A cold rainy Sunday is a good time to work on projects, like the family recipe book. The idea for this book started out as a collection of favorite family recipes gathered from some great cooks who are gone but not forgotten, with additions to the collection by the younger generations too.



But when talking to the Tidwells and asking for recipes, you get a whole lot more, the family stories that go along with them. Good food is a common thread (possibly starting with a Thanksgiving Day 1937 wedding?) and where there is good food there is a gathering of family and friends and always a good story to go along with it.


It was a simpler time, when flour came in fabric sacks which were then washed and used to make clothes or quilts. When eggs were brown and fresh and milk separated with the cream on top, churns to make butter and buttermilk. A time of using what you had or could grow. A time of fat back and lard, of making things from scratch. A time when we could eat raw dough or cake batter. A time of aprons and sewing and patterns. A time when the grocery store had live chickens walking around in the store window in sawdust. When the platter of fried chicken on Sunday included a pulley bone - the most popular piece of white meat chicken that folks would fight over. 

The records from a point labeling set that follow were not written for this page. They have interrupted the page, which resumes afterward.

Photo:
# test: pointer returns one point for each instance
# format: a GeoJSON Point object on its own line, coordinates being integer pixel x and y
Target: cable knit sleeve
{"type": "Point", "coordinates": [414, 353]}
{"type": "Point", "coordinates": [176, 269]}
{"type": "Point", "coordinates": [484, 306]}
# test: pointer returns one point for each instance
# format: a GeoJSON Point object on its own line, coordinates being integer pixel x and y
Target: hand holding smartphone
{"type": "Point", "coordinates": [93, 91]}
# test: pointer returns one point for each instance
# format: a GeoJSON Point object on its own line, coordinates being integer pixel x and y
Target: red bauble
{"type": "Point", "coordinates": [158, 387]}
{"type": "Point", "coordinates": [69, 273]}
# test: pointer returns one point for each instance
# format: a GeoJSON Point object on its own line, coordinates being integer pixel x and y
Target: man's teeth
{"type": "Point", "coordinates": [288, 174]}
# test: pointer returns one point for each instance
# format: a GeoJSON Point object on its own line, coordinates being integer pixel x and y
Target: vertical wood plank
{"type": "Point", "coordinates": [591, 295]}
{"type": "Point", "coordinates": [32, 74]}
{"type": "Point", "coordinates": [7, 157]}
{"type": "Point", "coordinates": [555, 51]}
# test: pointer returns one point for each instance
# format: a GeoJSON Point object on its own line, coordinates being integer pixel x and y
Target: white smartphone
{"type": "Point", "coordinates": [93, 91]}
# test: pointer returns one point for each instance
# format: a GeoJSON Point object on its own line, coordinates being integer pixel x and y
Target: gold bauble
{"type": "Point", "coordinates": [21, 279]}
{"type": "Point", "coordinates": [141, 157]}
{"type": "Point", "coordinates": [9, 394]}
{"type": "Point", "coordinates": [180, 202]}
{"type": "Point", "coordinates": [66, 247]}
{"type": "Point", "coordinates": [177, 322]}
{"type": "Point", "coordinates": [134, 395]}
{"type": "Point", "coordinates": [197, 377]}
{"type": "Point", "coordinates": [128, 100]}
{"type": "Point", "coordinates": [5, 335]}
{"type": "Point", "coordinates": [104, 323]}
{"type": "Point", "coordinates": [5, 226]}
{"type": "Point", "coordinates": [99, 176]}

The deeper I get into this project, the more I want to include not just recipes - our heritage consists of people and places, structures and values and photos and quilts and heirlooms and memories and stories, the people who came before us and were examples and helped raise us and taught us many things including cooking.

Gathering family recipes and stories together is like piecing together a patchwork quilt, one made of flour sacks.

Thanks to all the cooks that came before us, thanks for the good food and good times and great stories and cherished heirlooms, we are smiling just thinking about you!


Working with all these good recipes makes me hungry, I may just have to test some. Does anyone make lemon meringue pie anymore? And what ever happened to the pulley bone?